If you're interested in hosting a gender reveal party, here are some tips to help you with your planning.


It's completely up to you when in your pregnancy that you want to throw a gender reveal party. Of course, it can be a gamble to set a party date without first having had an ultrasound to determine the sex of your baby—even if your appointment is scheduled prior to the party. You might need a follow-up appointment for confirmation, and that could throw off your party date. 

Try to send out invitations at least four weeks in advance—or six to eight weeks if guests will have to travel. Also, include a short description of what a gender reveal party is on the invitation for guests who might not know. And let guests know what food will be served, as well as how formal/casual to dress, as these parties can come in all shapes and sizes.


Unlike a baby shower, it shouldn't be expected that guests bring gifts to a gender reveal party. Of course, many guests still will feel obligated to bring you something as both the host and parent-to-be. If you'll also be having a baby shower, consider including a message on your gender reveal invitation that no gifts are required. That way, guests invited to both won't feel like they have to purchase two gifts for you.

However, if your gender reveal party is doubling as your baby shower, you can include a gift registry on your invitation. Just make sure the items on your registry won't give away the sex of your baby based on gender stereotypes. Prior to your big reveal, you can add neutral items to your registry, such as books and diapers.

The Big Reveal

Save your big reveal for about midway through your party. That way, all of your guests will likely have arrived by that point. And they’ll have had time to build excitement, talking among each other to try to guess the sex of the baby. To help build the tension, you can have guests vote for what they think the sex will be by wearing designated stickers for girl or boy—or something to that effect.

Finally, it’s the moment everyone’s been waiting for. The big reveal should be something, well, big, so all the guests can enjoy it at once. What you don’t want is to do something subtle or confusing. 

By far, the most common way people reveal the sex of their baby seems to be with food. Often this involves a cake that has neutral decorations on the outside and colored frosting on the inside—the predictable pink for girl and blue for boy. Then, when it’s time for the big reveal, someone cuts into the cake to expose the inside to guests. You also could pass out individual cupcakes with colored frosting inside and have guests bite into their cupcakes at the same time for the big reveal.

Note that parents don't necessarily have to know the sex of their baby prior to the party. In fact, many parents opt to find out right with their guests. For instance, with the cake reveal, a parent could take the results of their ultrasound to a bakery without looking at them first and describe what they want in the cake.
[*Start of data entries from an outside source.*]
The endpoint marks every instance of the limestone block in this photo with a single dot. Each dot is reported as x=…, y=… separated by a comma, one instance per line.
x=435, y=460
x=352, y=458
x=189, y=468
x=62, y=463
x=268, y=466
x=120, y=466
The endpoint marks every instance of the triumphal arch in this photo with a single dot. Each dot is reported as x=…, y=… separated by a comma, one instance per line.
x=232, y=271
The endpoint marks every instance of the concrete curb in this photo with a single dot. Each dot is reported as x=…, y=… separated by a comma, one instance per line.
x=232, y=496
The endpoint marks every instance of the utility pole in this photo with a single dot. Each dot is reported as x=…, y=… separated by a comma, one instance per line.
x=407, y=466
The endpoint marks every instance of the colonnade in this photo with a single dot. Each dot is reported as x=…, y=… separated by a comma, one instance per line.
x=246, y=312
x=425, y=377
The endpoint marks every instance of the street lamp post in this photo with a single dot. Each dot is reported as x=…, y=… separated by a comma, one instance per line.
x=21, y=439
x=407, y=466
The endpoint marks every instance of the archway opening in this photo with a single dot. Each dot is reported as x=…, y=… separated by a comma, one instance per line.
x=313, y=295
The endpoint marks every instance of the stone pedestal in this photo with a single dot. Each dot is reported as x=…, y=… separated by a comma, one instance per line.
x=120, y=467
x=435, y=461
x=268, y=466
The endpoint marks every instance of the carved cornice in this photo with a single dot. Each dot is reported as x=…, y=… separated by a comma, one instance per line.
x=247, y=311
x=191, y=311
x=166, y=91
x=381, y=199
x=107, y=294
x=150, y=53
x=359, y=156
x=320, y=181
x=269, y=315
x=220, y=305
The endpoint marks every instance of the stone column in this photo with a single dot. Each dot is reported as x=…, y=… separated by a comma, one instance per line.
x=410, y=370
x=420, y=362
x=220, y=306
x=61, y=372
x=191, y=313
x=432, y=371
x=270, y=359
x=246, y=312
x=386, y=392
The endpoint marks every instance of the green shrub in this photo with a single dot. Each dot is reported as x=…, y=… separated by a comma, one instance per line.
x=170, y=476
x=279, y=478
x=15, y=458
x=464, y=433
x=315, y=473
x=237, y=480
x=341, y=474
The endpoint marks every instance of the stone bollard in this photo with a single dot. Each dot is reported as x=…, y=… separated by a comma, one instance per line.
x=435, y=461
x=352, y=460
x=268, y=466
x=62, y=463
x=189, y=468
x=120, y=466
Or they could let a friend see the results and have them handle the cake.

If you don't want to go with the tried-and-true cake reveal, other ideas include:

  • Pop an opaque balloon that has pink or blue confetti inside.
  • Fill a box with pink or blue balloons that will rise when you open it.
  • Fill a piñata with pink or blue treats, and have guests take turns to try to break it open.
  • Fill balloons with pink or blue paint, attach them to a canvas, and then throw darts to pop them and release the paint. (Bonus: You’ll get cool custom artwork from this reveal.)
  • If you already have kids (or pets), have them put on a T-shirt with a message about the sex of the baby.
  • Shoot off pink or blue confetti cannons. 
  • Make scratch-off cards that reveal the sex of the baby.

Party Favors

Party favors aren’t essential, especially if you just had a casual gathering without any gifts. But they still can be a nice way to thank your guests for attending and celebrating your upcoming arrival. 

It can be easy and economical to stick with a baby/mini theme when handing out party favors. For example, put together a small container of mini cookies or candies. A mini frame or a small candle also can be a nice gift that guests will actually use. Or a little succulent in a pot can be a good way to represent the theme of new life.